1986 Julia Paradise (1998 Adelaide Festival winner & shortlisted for the Miles Franklin)
1991 Prince of the Lilies
1995 Billy Sunday (The Age Fiction Book of the Year, and National Book Council Award for Fiction)
1998 Nightpictures (shortlisted for the 1998 Miles Franklin)
2003 Swan Bay (shortlisted for the NSW Premier’s and Qld Literary Awards)
and his next novel (coming after a bit of a gap) is due for release in 2014 Empire Street.

Julia Paradise is a disturbing novel.  Not long, at only 131 pages,  but I found myself flicking back through it again and again when a seemingly innocuous character or event turned out to have unexpected resonances.  It is so well-crafted that every word and sentence seems to have more meaning than at first reading.  But its themes are dark and many readers will not like it.

Kenneth ‘Honeydew’ Ayres is a Scots physician who lost his young wife to the Spanish flu in 1919 and set sail for the east as a cure for his grief.  Would he have been less of a monster had she lived?  That’s one of the imponderables of this novel: what absence of inhibition made a sexual predator of this man?

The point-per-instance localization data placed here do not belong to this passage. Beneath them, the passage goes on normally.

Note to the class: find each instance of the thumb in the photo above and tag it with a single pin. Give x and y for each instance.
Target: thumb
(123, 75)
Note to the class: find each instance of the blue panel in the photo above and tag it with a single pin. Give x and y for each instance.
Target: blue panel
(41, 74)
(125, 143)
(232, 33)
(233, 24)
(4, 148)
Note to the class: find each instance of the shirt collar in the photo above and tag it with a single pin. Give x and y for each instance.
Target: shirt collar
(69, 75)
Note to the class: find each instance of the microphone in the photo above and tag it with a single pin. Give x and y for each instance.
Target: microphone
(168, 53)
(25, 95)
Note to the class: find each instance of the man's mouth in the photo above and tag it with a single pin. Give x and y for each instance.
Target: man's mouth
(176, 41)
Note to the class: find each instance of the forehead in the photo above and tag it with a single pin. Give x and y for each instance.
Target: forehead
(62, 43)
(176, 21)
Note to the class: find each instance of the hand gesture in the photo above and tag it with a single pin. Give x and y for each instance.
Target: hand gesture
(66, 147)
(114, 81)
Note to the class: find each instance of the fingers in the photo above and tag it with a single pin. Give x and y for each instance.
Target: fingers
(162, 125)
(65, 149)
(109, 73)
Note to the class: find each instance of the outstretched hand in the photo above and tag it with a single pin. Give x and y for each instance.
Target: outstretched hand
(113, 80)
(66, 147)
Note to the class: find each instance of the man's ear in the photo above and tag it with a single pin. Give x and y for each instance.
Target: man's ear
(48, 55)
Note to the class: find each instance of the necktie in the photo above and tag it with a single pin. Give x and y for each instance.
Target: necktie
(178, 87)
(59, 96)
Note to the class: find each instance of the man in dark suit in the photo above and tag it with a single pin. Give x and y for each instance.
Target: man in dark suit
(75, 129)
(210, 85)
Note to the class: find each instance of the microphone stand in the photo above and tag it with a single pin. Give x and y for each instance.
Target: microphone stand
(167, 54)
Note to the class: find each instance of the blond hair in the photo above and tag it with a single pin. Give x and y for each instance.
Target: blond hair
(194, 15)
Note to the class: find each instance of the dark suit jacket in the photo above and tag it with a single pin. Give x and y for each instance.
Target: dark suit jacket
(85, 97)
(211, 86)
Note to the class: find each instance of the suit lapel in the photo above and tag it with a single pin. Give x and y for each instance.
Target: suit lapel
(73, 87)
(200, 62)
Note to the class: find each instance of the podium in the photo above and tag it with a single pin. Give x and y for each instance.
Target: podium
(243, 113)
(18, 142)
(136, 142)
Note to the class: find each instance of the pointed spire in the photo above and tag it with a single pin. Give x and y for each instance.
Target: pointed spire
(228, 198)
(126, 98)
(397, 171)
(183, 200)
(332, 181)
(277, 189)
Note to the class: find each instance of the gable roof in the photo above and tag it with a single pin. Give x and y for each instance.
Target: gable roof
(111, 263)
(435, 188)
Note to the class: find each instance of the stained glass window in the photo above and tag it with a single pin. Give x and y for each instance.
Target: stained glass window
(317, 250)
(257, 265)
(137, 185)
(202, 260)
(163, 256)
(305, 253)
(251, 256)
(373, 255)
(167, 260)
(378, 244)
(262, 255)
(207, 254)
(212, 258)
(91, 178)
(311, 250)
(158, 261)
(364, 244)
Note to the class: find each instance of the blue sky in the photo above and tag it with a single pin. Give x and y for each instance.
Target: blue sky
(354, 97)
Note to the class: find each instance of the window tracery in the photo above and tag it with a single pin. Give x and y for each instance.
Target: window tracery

Jones describes China of 1927 as ‘a pestilential dreamscape of suffering’ but for Ayres, life as an expat is very pleasant.  He is oblivious to the looming civil war and the impending invasion of Japan, and in the British Concession there are no constraints on his appetites.  The irony of his profession isn’t subtle: he’s a disciple of Freud and his practice consists of treating the ‘hysterical’ women of Shanghai – though his methods would have him disbarred in any jurisdiction today…

One day, an Australian Methodist missionary called Willy Paradise brings his wife in for treatment.  Julia is a morphine addict and she suffers from hallucinations – snakes, toads and other horrid animals.  She behaves in very odd ways and Ayres is fascinated.  But is she mad, or is she cunning?  The erotic stories of her childhood are shocking, but are they true?  Are her photographs of Shanghai’s underbelly merely a hobby?  Who is lying, and why?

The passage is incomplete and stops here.